Martin Duffy was a Belfast fireman of 28, a Catholic, married with three children, who worked also as a part-time taxi driver. He was shot by the UVF when he went to pick up a fare at Chichester Park, off Antrim Road, at about 11 o'clock less than a week later.
He stopped to ask two girls for directions. Moments later they heard five shots and Duffy came past and staggered into the car park of the Chester Park Hotel where two nurses happened to be. They came out to help him, but he died a little over an hour later in hospital. Firemen from as far off as Cork attended his funeral. A fortnight earlier Duffy had saved the life of a man in a fire on the Shankill Road.
John Bingham was a Belfast Protestant, 33 years old, a shopkeeper, married with two children, with a holiday caravan he kept at Millisle, Co Down. He had just returned to his Ballysillan Crescent home from Millisle on September 14, 1986. It was eight weeks after Mr Duffy's death. Two IRA gunmen used an axe to smash their way into the house at half-past one in the morning. They shot Bingham in the legs and then chased him upstairs where they shot him dead. He was a prominent member of the West Belfast UVF.
William Gordon (41), a Protestant member of the UDR, was a school welfare officer with a wife and three children. He was taking two of them, Lesley aged ten and her brother, three years younger, to school from his home at Grove Terrace, Maghera on February 8, 1978. Before he got into the car he looked as usual in the boot and underneath.
But when he drove off, there was an explosion which killed both himself and Lesley, who was sitting in the front beside her father. “She was a delightful child,” said the principal of Culnady primary school, Mrs Margaret Carson. “I doubt if this school will ever forget her.”
On May 12, 1981, Francis Hughes (27) an unmarried IRA activist, was the second hunger striker to die in the Maze prison. He was reputed to have killed more than a dozen people, most of them police and army in the south Co Derry area. The RUC had described him as the most wanted man in Northern Ireland.
Eddie Brophy, who confessed to his involvement in the horrific La Mon Hotel bombing in which 12 died on the evening of February 17, 1977, was saved by the Judge. Mr Justice Kelly ruled his statements inadmissible because he believed they could have been obtained improperly by the police. Mr Brophy was later wounded severely in a loyalist gun attack. But he lived on to die a natural death in 1997. The final twist is that he was a former British soldier.
Brophy's family, presumably, would not qualify for the £12,000 payment proposed by the Consultative Group on the Past, whose report is to be issued tomorrow. But every one of the other families, involved in the incidents I mention, would. More significantly, each would receive precisely the same amount. When we confront the facts, the proposal stands as a coarse, even brutal, adjudication. And what are the facts?
The student, Colm McCallan, is alleged to have been shot by John Bingham.
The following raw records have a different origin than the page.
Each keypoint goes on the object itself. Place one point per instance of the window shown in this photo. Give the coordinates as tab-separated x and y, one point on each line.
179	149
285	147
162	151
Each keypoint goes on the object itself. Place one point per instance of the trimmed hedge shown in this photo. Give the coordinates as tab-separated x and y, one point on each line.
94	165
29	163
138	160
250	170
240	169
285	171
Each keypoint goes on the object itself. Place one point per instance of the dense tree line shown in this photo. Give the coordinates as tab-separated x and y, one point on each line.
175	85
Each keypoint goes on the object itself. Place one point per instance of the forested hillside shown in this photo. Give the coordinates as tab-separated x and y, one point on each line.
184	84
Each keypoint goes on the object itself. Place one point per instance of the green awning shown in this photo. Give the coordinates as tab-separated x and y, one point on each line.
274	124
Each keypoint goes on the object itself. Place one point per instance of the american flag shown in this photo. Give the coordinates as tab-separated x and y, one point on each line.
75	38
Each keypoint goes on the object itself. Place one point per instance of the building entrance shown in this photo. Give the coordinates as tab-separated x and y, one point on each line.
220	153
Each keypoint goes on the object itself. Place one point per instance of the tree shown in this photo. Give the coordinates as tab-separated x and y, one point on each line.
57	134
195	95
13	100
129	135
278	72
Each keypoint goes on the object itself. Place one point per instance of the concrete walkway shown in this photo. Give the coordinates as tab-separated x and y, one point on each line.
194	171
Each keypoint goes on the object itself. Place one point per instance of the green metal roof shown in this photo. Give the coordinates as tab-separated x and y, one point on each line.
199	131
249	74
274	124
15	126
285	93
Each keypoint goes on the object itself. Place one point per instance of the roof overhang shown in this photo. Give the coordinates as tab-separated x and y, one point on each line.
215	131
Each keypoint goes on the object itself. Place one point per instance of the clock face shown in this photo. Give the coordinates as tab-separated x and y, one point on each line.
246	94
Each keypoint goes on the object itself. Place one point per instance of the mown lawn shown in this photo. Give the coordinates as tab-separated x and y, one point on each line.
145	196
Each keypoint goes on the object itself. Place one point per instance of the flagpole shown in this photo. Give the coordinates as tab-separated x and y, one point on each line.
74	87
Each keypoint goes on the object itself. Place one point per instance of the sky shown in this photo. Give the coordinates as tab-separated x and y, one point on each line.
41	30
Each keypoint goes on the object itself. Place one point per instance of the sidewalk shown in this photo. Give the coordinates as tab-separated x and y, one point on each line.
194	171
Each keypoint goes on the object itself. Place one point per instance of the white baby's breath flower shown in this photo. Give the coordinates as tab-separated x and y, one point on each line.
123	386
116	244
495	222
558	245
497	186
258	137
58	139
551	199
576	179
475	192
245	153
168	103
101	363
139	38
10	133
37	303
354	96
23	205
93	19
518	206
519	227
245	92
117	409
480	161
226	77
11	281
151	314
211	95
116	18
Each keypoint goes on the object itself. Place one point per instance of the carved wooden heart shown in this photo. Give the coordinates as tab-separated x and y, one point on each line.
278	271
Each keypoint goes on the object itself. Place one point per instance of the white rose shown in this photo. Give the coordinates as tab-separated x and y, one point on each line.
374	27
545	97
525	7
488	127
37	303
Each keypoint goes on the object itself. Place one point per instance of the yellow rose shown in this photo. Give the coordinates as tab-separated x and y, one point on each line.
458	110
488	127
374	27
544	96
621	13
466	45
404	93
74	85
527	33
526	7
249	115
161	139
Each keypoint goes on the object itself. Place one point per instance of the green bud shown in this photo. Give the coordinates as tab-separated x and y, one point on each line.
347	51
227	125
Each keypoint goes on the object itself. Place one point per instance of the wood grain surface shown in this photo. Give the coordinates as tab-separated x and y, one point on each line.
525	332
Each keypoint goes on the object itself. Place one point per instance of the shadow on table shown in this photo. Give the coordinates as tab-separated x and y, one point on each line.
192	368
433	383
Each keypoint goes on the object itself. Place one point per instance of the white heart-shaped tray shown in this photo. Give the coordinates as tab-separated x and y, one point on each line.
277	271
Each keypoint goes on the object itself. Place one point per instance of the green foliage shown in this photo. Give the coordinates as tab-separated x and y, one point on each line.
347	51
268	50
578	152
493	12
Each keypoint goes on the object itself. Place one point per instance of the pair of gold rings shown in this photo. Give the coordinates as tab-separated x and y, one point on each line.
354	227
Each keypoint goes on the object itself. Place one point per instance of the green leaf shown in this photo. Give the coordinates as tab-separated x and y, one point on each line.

Francis Hughes, on the run at the time, was sought by the police because they thought he was involved in the murder of William and Lesley Gordon. But families of the victims and families of their murderers — all would receive the belated largesse of the state without distinction. It is a quite shocking proposal, lacking both humanity and morality.
The purpose, of course, is clear: to close the book on the past and open the way to a new beginning. This may appear tidy politically; but, for the innocent victims of terrorist savagery, it is not an option: the past is always with them — and always will be. Their loss is a life sentence, not a passing episode which they can forget.
Accordingly, it cannot be bought out. Would that it could!
I cannot imagine such a settlement being accepted anywhere else, least of all elsewhere within the United Kingdom; and, if that is so, why should it be entertained here?
I think I heard one sceptic remark that, if one's house is burgled, one does not compensate the family of the burglar. Well, not yet; though in the present condition of the public mind, anything is possible.